Si après un tutoriel — pour une fois tonitruant — qui nous voit hacher une énorme chimère, et après une confrontation en cinématique avec un dragon géant, le jeu nous invite à faire nos gammes sur le petit peuple de la fantasy (brigands, gobelins, loups, mais aussi lapins ou mouettes...), Capcom nous amène progressivement à combattre du lourd : griffons maousses, cyclopes comaks’, hydres massives, titanesques bestioles à la Ray Harryhausen, aux barres de vie conséquentes, sur lesquelles il faut parfois grimper — façon Shadow of the Colossus — pour atteindre leurs points faibles. Ces boss ambulants se promènent sur la carte, et ils ont une fâcheuse et jouissive tendance à vous tomber dessus au mauvais moment : lorsque, fatigué, vous revenez au crépuscule d’une longue exploration, ou au beau milieu d’une mission d’escorte. Dans les cas les plus compromis, la meilleure solution reste souvent la fuite, au risque de tomber de Charybde en Scylla.

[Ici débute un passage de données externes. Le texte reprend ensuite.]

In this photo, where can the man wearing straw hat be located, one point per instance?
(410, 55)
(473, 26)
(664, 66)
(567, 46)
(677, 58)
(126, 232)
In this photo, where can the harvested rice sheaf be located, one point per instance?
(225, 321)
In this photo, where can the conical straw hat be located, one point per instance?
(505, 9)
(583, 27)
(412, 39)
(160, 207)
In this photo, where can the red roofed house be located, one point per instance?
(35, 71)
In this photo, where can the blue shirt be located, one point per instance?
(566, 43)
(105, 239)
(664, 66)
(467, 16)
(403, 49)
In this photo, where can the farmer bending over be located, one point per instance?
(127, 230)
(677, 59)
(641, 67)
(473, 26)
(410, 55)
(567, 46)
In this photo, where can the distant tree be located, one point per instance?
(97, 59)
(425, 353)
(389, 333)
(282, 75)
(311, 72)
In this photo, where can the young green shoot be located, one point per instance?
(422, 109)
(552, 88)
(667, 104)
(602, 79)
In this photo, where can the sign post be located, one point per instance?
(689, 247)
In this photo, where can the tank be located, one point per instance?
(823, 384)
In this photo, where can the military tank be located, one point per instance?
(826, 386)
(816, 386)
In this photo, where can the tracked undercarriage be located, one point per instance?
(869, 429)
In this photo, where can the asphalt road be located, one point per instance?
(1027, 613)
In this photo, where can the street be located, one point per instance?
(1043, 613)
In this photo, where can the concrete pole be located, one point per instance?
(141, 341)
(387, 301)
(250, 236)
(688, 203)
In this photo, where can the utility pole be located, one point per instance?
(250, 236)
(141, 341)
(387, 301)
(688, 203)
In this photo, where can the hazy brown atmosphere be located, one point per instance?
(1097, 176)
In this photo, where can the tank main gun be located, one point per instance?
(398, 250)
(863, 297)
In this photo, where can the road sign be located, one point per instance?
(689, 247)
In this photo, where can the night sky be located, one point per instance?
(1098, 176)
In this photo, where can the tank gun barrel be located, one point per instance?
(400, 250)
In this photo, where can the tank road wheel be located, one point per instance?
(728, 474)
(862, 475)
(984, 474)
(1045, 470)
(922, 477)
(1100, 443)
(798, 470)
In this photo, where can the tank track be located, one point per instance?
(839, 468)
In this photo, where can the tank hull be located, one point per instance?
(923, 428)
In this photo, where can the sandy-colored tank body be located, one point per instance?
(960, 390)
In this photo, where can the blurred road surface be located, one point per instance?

Jeu monstre, bâtard, canard boiteux aux ailes de chimère, Dragon’s Dogma mérite une considération, non sans réticences, mais réelle. Parfois fade, le voyage est souvent épicé, quelquefois vertigineux. Les joueurs tératologues, amateurs de curiosités et d’exploration ne perdront pas leur temps s’ils décident de laisser une chance à cette étrange et dispendieuse créature. On pourrait attendre une suite plus maîtrisée, mais Capcom aura-t-il les moyens de dompter ses ambitions ?
Vos commentaires
Anthony Jauneaud # Le 21 juin 2012 à 09:37
Maintenant que j’ai fini Max Payne 3, je peux revenir sur Dragon’s Dog—oh non, Dawnguard !
BlackLabel # Le 23 juin 2012 à 12:02
J’adore ce jeu, avec un vrai gameplay, pas de background inutile, une beauté de tous les instants malgré une technique qui souffre. Mon jeu de la gen.